There are a few threads touching this topic but I thought I'd summarize my findings so far in getting JBoss AS 7 up and running as a Windows service.
First of all, grab the appropriate native connectors from http://www.jboss.org/jbossweb/downloads/jboss-native-2-0-10 (x86 for 32bit host, x64 for 64bit). Unzip the archive in the JBoss main folder. Then make some modifications to the service.bat file
- Rename the SVCNAME, SVCDISP and SVCDESC to something more meaningful. This is optional but if you plan to install multiple servers (e.g. test and production, you want different names.

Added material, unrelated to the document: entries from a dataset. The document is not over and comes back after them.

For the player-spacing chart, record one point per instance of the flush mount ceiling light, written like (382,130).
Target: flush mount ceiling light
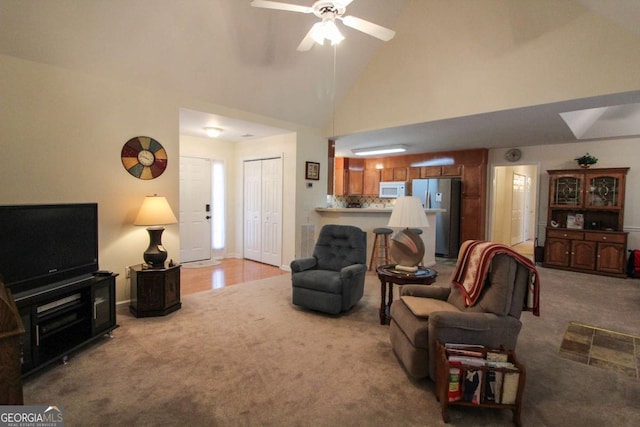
(213,132)
(373,151)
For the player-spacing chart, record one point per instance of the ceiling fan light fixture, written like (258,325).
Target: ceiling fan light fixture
(213,132)
(374,151)
(327,29)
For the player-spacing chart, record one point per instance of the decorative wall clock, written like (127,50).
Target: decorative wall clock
(513,155)
(144,157)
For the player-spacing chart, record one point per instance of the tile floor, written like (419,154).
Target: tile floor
(602,348)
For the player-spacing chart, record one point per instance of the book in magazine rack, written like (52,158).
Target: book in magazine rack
(472,380)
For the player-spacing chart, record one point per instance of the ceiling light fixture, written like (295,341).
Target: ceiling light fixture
(213,132)
(326,29)
(372,151)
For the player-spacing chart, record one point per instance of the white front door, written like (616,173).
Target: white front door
(195,209)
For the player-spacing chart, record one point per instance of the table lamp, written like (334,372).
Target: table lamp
(155,212)
(407,247)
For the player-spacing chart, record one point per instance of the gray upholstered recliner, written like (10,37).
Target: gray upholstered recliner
(332,280)
(424,314)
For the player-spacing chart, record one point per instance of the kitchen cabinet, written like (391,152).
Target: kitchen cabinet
(472,218)
(348,176)
(585,221)
(371,182)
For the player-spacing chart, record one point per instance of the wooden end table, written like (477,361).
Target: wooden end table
(388,275)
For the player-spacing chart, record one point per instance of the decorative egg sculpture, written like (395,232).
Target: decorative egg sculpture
(407,248)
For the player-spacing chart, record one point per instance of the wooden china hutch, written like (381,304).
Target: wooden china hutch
(585,221)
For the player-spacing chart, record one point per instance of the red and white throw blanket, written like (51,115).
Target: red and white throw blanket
(474,261)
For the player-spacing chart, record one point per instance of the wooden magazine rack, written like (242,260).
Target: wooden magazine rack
(493,385)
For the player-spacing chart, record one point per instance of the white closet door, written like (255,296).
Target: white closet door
(271,211)
(253,210)
(195,195)
(263,210)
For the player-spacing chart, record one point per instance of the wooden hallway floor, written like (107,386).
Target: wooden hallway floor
(229,272)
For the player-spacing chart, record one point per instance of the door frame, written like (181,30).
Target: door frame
(500,187)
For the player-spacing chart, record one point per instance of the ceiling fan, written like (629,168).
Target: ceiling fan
(328,11)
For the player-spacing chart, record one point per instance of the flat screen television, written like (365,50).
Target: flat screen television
(45,244)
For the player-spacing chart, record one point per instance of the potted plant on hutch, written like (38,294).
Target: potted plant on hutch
(586,160)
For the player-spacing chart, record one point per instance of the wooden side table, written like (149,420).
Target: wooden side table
(154,291)
(388,276)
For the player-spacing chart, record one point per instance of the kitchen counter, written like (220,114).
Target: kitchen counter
(368,210)
(369,218)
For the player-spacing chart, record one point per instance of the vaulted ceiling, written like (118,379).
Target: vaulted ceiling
(228,53)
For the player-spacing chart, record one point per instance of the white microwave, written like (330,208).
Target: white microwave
(393,189)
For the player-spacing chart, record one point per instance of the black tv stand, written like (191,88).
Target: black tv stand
(61,317)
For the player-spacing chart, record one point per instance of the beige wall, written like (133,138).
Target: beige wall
(611,153)
(452,58)
(61,137)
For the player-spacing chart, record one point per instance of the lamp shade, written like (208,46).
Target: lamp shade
(155,210)
(408,212)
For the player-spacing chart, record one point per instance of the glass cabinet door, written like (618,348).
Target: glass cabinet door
(566,190)
(603,191)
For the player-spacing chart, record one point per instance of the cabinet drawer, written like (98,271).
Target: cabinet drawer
(565,234)
(606,237)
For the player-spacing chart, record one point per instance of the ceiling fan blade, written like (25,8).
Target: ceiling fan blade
(281,6)
(370,28)
(307,42)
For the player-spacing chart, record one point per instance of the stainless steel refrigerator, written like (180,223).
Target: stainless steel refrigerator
(442,193)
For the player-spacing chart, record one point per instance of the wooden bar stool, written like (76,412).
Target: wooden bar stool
(381,245)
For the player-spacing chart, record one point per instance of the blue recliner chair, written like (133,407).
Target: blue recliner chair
(332,280)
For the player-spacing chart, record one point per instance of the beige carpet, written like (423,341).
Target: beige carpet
(244,356)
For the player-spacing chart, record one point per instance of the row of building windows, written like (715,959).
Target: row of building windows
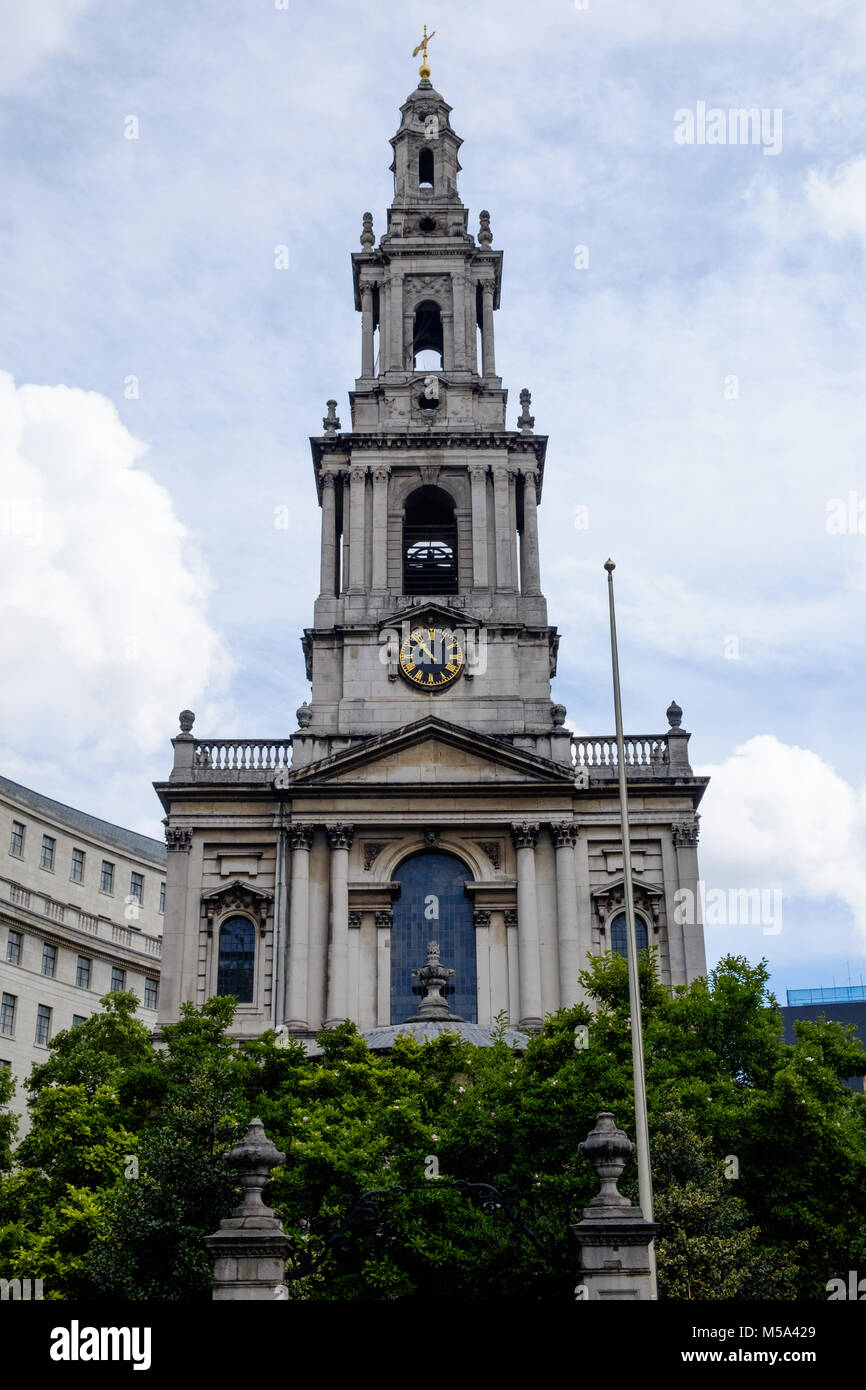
(9,1005)
(77,869)
(238,952)
(49,965)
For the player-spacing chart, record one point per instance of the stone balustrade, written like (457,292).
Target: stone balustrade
(42,905)
(231,759)
(647,755)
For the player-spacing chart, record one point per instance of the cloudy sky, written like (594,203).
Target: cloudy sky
(688,316)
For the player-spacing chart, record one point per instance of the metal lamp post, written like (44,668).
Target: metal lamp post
(634,987)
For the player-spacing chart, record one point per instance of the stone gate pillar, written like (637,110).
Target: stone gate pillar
(250,1248)
(613,1236)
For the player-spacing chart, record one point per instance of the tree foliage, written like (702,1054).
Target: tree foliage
(758,1148)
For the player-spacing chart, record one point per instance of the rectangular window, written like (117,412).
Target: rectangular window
(7,1014)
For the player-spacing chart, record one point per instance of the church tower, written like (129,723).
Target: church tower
(431,790)
(428,502)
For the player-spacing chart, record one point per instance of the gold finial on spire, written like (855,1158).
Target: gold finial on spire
(421,47)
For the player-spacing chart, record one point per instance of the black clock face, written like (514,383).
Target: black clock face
(431,658)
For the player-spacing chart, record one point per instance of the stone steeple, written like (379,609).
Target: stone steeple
(428,501)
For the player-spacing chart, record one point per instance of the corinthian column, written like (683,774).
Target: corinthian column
(502,514)
(366,330)
(380,528)
(488,363)
(565,837)
(524,837)
(300,843)
(328,535)
(339,840)
(396,321)
(530,571)
(478,478)
(356,528)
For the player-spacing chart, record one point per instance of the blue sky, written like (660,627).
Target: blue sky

- Modify the JAVA_OPTS to increase memory, service.bat doesn't read any other conf.bat file so it will use default memory settings and will die of memory loss for a mid-sized deployment. Keep the -Xrs setting as I've seen cases where a RDP logout has caused JBoss to shut down. You might also want to add a JAVA_HOME if it's not set as a system wide environment variable
- Change all run.bat calls to standalone.bat calls as they are called nowadays
- Comment out all "call shutdown" calls and replace then with call jboss-cli.bat --connect command=:shutdown >> shutdown.log 2>&1. This is especially important because the shutdown.bat that was around before is no longer there and it will probably run shutdown.exe from system32 instead, causing a server shutdown. If you run multiple servers you must config the CLI script to connect to the correct management ports set in standalone.xml by adding a --controller=host:mport to the bat call.
- Install the service with "service install". You might also want to change the service starting mode to "automatic" and change the "run as" to a normal user. Note that on later Windows-versions, you must run the executing cmd in administrator mode.